Something I left out of recent concert reviews was the topic of the audience talking during the whole performance. I'm asked to write a review of a performance by an artist, not of the people watching the performance. So that armchair sociology has to be addressed somewhere else, like this blog.
Talking comes with the territory, as most shows I've been to have had that white noise. But usually that is relegated to the area right in front of the bar. People buy drinks, talk with friends, or try to make new connections. I get that.
But when I watched Explosions in the Sky play at the Bomb Factory last summer, I couldn't help noticing how many people chatted away while the band put on an incredible show. Hope and I were seated upstairs in a spot where we could see the stage and the crowd quite well. As the band played one great tune after another, I kept hearing people talking down below. It was not a small group of people. It was a lot of people. And they weren't anywhere near a bar.
I started to wonder, why should you pay good money to get into a venue to talk to people constantly? You paid to see this band, right? You can talk to people for hours at any bar where there is no admission, so why the need?
I've heard this is a Dallas thing, but that's not true with every large show in town. The shows I've seen at the American Airlines Center did not have thousands of Chatty Cathys while Rush, Muse, or Alice Cooper played. Those people paid quite a bit of dough to see a show of this magnitude. It made a lot of sense to keep the talking to a minimum.
Venues that can hold almost one thousand or a little more seem to have this problem. Tickets are not cheap, like seeing your friends play for $10 in a room that can hold 200 people. But the general admission tickets are not near the three figure mark. There's a buffer of $30-$55 in the price. And for whatever reason, that's the price where people think it's OK to treat a venue like it is a small bar.
At the shows Hope and I see, we briefly talk to each other here and there about the show, but privately, talking into an ear. We're not carrying on a long conversation. We have all the time in the world to talk about the show afterwards. And not at a volume that tests the strength of our vocal cords. During the most recent show we saw together, a three-hour tribute to the music of Neil Young at the Granada Theater, I saw quite a few couples around us talking constantly. Tickets for this were $50 each. I'm talking money that could be well spent on groceries, gasoline, or records. To simply blow that money off like it's nothing does not compute with my budget-minded ways.
Maybe it's a way of expressing boredom with the performance. Maybe it's a way of showing entitlement of some kind. For whatever reason, I'm not about to fall in with the crowd thinking this is OK. Seeing bands has made an indelible mark on me, and I'm not about to let a trend of short attention spans stop me from seeing what I want to see.

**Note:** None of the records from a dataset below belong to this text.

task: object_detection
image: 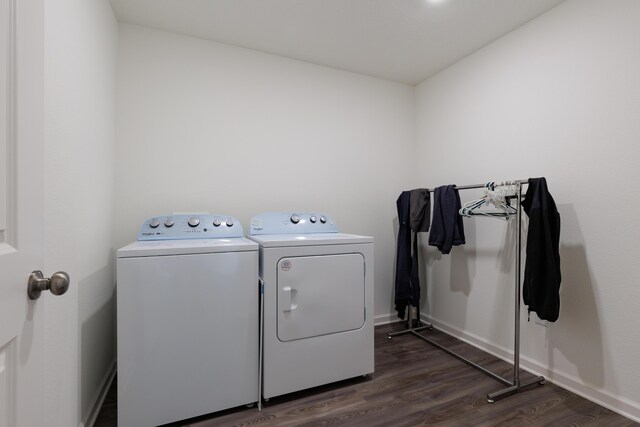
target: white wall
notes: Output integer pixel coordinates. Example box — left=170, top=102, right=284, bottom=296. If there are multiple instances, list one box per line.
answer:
left=115, top=24, right=415, bottom=316
left=41, top=0, right=118, bottom=426
left=416, top=0, right=640, bottom=420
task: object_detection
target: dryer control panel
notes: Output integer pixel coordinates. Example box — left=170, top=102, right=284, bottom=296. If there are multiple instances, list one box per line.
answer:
left=249, top=212, right=338, bottom=235
left=138, top=214, right=243, bottom=240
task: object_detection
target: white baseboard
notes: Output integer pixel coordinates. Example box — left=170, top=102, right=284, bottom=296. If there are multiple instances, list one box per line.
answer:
left=420, top=313, right=640, bottom=422
left=78, top=358, right=116, bottom=427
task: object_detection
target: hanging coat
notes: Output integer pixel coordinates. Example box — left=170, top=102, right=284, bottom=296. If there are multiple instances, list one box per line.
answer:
left=522, top=178, right=561, bottom=322
left=429, top=185, right=465, bottom=254
left=394, top=191, right=429, bottom=319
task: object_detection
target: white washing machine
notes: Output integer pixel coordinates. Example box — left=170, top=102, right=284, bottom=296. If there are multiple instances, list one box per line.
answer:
left=247, top=212, right=374, bottom=399
left=117, top=215, right=260, bottom=427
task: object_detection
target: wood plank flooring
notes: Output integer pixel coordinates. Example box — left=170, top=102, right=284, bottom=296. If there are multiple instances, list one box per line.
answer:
left=95, top=323, right=640, bottom=427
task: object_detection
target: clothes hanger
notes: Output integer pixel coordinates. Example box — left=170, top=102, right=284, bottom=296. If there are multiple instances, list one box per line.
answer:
left=458, top=181, right=517, bottom=221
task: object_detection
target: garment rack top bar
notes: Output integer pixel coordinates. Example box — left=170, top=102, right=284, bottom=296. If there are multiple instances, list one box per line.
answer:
left=427, top=179, right=529, bottom=193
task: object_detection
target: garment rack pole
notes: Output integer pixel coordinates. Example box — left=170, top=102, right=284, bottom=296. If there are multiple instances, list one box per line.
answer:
left=387, top=180, right=545, bottom=403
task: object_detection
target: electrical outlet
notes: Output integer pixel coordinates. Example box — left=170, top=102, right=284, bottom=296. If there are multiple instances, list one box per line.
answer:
left=533, top=314, right=547, bottom=328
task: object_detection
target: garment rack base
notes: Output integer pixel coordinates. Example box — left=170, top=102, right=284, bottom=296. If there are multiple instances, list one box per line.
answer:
left=387, top=321, right=545, bottom=403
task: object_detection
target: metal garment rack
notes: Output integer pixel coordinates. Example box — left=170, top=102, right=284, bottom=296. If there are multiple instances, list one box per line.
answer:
left=387, top=180, right=545, bottom=403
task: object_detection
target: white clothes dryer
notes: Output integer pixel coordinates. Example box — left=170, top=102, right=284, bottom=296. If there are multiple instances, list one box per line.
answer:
left=247, top=212, right=374, bottom=399
left=117, top=215, right=260, bottom=427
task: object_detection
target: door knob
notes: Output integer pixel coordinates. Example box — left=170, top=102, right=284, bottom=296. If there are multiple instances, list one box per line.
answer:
left=27, top=270, right=69, bottom=299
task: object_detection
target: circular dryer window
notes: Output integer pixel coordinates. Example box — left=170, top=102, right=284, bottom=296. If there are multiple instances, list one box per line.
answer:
left=280, top=259, right=291, bottom=271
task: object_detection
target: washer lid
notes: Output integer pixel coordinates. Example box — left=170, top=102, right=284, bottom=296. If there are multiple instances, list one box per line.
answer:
left=247, top=233, right=373, bottom=248
left=117, top=237, right=258, bottom=258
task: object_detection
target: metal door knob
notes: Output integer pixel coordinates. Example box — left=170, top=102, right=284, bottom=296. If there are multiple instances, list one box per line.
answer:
left=27, top=270, right=69, bottom=299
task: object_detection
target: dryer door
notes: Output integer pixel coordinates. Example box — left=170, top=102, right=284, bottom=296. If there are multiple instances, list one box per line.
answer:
left=277, top=253, right=365, bottom=341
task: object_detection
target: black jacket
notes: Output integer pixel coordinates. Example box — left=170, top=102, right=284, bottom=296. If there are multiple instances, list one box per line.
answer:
left=394, top=191, right=428, bottom=319
left=429, top=185, right=465, bottom=254
left=522, top=178, right=561, bottom=322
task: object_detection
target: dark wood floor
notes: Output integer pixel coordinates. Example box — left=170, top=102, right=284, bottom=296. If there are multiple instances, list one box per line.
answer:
left=95, top=324, right=640, bottom=427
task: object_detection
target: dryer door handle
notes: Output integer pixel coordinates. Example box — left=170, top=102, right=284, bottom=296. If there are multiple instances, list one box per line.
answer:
left=280, top=286, right=298, bottom=311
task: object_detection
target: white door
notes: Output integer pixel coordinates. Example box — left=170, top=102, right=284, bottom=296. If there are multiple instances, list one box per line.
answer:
left=277, top=254, right=365, bottom=341
left=0, top=0, right=50, bottom=427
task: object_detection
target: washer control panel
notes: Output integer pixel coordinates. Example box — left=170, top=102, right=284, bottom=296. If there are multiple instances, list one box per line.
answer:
left=138, top=214, right=243, bottom=240
left=249, top=212, right=338, bottom=235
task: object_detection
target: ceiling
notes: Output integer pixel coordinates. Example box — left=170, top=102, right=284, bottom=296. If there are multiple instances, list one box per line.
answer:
left=111, top=0, right=564, bottom=85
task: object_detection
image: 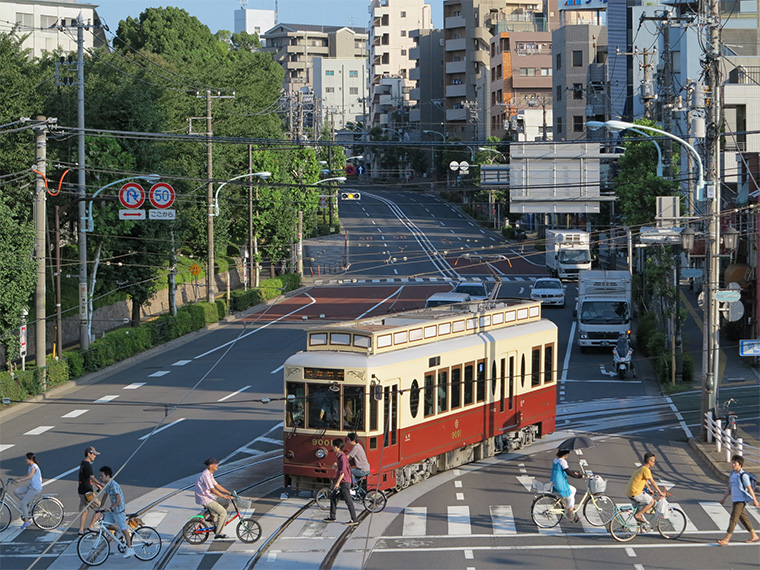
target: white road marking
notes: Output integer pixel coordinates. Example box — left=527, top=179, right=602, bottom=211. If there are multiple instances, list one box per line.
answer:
left=61, top=410, right=89, bottom=418
left=95, top=394, right=119, bottom=404
left=448, top=506, right=472, bottom=535
left=490, top=505, right=517, bottom=535
left=402, top=507, right=427, bottom=536
left=139, top=418, right=185, bottom=441
left=217, top=386, right=250, bottom=402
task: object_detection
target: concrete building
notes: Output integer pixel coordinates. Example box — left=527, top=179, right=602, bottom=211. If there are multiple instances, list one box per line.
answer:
left=234, top=8, right=277, bottom=45
left=314, top=57, right=367, bottom=130
left=264, top=24, right=367, bottom=93
left=368, top=0, right=433, bottom=130
left=0, top=0, right=105, bottom=58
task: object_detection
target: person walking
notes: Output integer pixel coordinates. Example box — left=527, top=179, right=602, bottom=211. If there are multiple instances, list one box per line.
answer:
left=325, top=438, right=359, bottom=526
left=195, top=457, right=232, bottom=540
left=346, top=432, right=370, bottom=483
left=13, top=452, right=42, bottom=530
left=718, top=455, right=760, bottom=546
left=100, top=465, right=135, bottom=558
left=77, top=446, right=103, bottom=536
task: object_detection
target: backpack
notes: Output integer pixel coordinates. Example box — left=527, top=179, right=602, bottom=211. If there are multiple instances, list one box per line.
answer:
left=739, top=471, right=757, bottom=496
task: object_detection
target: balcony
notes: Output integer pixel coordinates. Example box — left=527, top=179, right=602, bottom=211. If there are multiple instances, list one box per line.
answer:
left=446, top=60, right=467, bottom=73
left=446, top=38, right=467, bottom=51
left=446, top=84, right=467, bottom=97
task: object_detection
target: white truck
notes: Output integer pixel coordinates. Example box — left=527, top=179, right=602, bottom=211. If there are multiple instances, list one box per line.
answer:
left=546, top=230, right=591, bottom=279
left=573, top=270, right=633, bottom=352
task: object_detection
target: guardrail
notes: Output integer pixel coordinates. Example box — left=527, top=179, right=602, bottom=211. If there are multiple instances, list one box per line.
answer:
left=705, top=412, right=760, bottom=463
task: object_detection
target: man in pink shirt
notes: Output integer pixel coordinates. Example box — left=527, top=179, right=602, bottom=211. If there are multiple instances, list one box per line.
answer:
left=195, top=457, right=232, bottom=540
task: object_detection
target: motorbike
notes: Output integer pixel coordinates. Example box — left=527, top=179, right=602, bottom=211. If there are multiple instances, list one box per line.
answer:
left=612, top=337, right=633, bottom=380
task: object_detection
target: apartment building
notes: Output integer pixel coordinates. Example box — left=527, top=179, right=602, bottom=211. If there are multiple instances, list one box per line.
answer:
left=264, top=24, right=367, bottom=92
left=0, top=0, right=107, bottom=58
left=369, top=0, right=433, bottom=131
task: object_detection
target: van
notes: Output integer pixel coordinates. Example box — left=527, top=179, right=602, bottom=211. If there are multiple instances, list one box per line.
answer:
left=425, top=292, right=470, bottom=309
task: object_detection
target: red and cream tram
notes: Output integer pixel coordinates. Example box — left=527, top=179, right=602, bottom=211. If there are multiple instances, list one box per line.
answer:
left=283, top=300, right=557, bottom=490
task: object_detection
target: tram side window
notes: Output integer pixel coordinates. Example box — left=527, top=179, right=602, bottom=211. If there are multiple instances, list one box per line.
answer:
left=308, top=384, right=340, bottom=429
left=425, top=373, right=435, bottom=417
left=544, top=344, right=554, bottom=384
left=451, top=368, right=462, bottom=410
left=438, top=370, right=449, bottom=414
left=464, top=364, right=473, bottom=406
left=285, top=382, right=306, bottom=427
left=343, top=386, right=364, bottom=431
left=530, top=346, right=541, bottom=386
left=477, top=360, right=486, bottom=402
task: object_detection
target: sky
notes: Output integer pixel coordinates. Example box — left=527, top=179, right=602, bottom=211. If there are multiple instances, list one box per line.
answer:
left=92, top=0, right=443, bottom=33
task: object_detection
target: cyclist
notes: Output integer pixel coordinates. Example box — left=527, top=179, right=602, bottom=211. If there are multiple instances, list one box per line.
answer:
left=100, top=465, right=135, bottom=558
left=346, top=432, right=370, bottom=483
left=8, top=452, right=42, bottom=530
left=552, top=449, right=583, bottom=522
left=625, top=452, right=665, bottom=523
left=195, top=457, right=232, bottom=540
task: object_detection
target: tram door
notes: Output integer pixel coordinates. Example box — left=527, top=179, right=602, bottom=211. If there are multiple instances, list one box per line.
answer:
left=382, top=384, right=400, bottom=471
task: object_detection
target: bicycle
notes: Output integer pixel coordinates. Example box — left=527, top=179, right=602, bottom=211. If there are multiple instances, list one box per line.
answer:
left=315, top=477, right=388, bottom=513
left=77, top=509, right=161, bottom=566
left=0, top=479, right=63, bottom=532
left=182, top=491, right=261, bottom=544
left=530, top=459, right=615, bottom=528
left=608, top=483, right=686, bottom=542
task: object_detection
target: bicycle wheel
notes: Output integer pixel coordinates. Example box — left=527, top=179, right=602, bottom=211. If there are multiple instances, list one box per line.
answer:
left=583, top=495, right=615, bottom=526
left=0, top=503, right=11, bottom=532
left=132, top=526, right=161, bottom=561
left=236, top=519, right=261, bottom=544
left=530, top=495, right=565, bottom=528
left=608, top=511, right=639, bottom=542
left=182, top=517, right=212, bottom=544
left=32, top=497, right=63, bottom=530
left=77, top=532, right=111, bottom=566
left=657, top=507, right=686, bottom=539
left=362, top=491, right=388, bottom=513
left=315, top=487, right=332, bottom=511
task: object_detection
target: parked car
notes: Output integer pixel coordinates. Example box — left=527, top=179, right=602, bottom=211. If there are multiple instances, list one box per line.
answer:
left=530, top=277, right=565, bottom=307
left=453, top=281, right=488, bottom=301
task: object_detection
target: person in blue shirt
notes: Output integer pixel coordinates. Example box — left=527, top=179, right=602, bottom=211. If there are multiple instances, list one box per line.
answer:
left=100, top=465, right=135, bottom=558
left=552, top=449, right=583, bottom=522
left=718, top=455, right=760, bottom=546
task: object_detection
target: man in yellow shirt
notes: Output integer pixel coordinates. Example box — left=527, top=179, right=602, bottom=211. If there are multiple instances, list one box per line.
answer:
left=625, top=452, right=664, bottom=522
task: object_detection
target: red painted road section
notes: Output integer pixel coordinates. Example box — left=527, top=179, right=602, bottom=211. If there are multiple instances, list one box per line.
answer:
left=242, top=283, right=451, bottom=325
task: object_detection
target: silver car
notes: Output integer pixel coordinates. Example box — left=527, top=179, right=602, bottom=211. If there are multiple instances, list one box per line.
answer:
left=530, top=277, right=565, bottom=307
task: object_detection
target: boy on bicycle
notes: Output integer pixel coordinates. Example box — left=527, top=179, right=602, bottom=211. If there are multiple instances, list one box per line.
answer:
left=100, top=465, right=135, bottom=558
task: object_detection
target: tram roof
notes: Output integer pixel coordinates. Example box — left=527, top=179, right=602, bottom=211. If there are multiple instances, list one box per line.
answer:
left=307, top=299, right=541, bottom=354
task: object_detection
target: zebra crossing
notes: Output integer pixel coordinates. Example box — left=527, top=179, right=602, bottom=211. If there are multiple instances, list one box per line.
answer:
left=386, top=501, right=760, bottom=538
left=314, top=275, right=538, bottom=285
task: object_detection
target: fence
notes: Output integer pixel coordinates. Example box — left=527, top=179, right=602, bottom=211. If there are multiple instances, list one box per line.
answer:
left=705, top=412, right=760, bottom=464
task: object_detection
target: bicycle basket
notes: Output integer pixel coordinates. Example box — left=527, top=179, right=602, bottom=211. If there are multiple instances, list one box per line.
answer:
left=531, top=479, right=554, bottom=494
left=588, top=475, right=607, bottom=494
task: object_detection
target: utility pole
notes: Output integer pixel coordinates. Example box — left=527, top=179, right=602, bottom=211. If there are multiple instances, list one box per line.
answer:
left=196, top=90, right=235, bottom=303
left=34, top=116, right=48, bottom=384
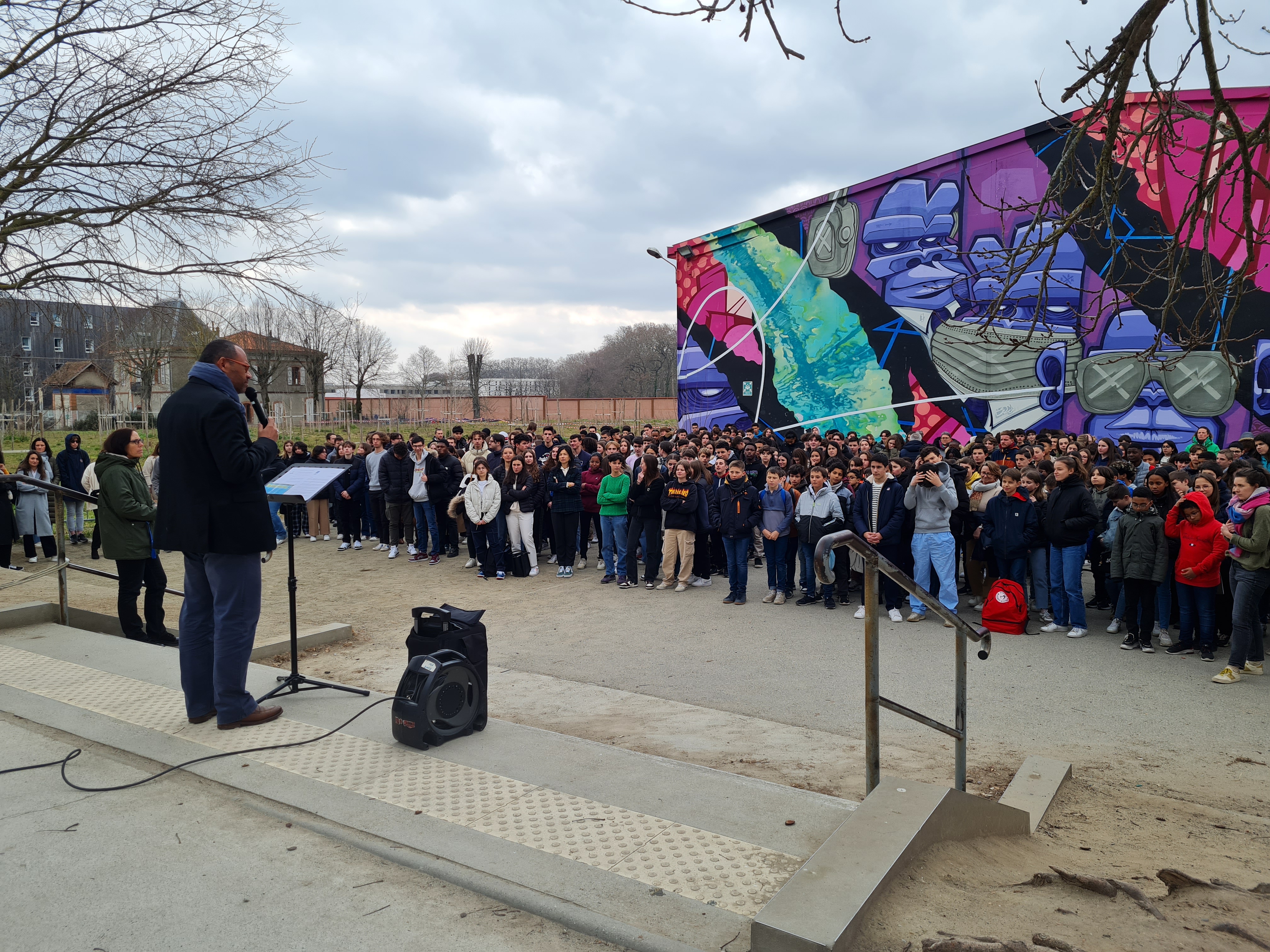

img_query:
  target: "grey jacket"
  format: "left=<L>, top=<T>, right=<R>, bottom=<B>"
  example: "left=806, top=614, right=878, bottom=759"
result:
left=904, top=462, right=956, bottom=534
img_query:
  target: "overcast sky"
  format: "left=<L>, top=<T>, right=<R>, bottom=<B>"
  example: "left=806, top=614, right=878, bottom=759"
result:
left=281, top=0, right=1264, bottom=368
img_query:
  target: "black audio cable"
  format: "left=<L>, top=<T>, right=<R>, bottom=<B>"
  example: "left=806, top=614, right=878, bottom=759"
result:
left=0, top=697, right=410, bottom=793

Talking comes with the territory, as most shows I've been to have had that white noise. But usually that is relegated to the area right in front of the bar. People buy drinks, talk with friends, or try to make new connections. I get that.
But when I watched Explosions in the Sky play at the Bomb Factory last summer, I couldn't help noticing how many people chatted away while the band put on an incredible show. Hope and I were seated upstairs in a spot where we could see the stage and the crowd quite well. As the band played one great tune after another, I kept hearing people talking down below. It was not a small group of people. It was a lot of people. And they weren't anywhere near a bar.
I started to wonder, why should you pay good money to get into a venue to talk to people constantly? You paid to see this band, right? You can talk to people for hours at any bar where there is no admission, so why the need?
I've heard this is a Dallas thing, but that's not true with every large show in town. The shows I've seen at the American Airlines Center did not have thousands of Chatty Cathys while Rush, Muse, or Alice Cooper played. Those people paid quite a bit of dough to see a show of this magnitude. It made a lot of sense to keep the talking to a minimum.
Venues that can hold almost one thousand or a little more seem to have this problem. Tickets are not cheap, like seeing your friends play for $10 in a room that can hold 200 people. But the general admission tickets are not near the three figure mark. There's a buffer of $30-$55 in the price. And for whatever reason, that's the price where people think it's OK to treat a venue like it is a small bar.
At the shows Hope and I see, we briefly talk to each other here and there about the show, but privately, talking into an ear. We're not carrying on a long conversation. We have all the time in the world to talk about the show afterwards. And not at a volume that tests the strength of our vocal cords. During the most recent show we saw together, a three-hour tribute to the music of Neil Young at the Granada Theater, I saw quite a few couples around us talking constantly. Tickets for this were $50 each. I'm talking money that could be well spent on groceries, gasoline, or records. To simply blow that money off like it's nothing does not compute with my budget-minded ways.
Maybe it's a way of expressing boredom with the performance. Maybe it's a way of showing entitlement of some kind. For whatever reason, I'm not about to fall in with the crowd thinking this is OK. Seeing bands has made an indelible mark on me, and I'm not about to let a trend of short attention spans stop me from seeing what I want to see.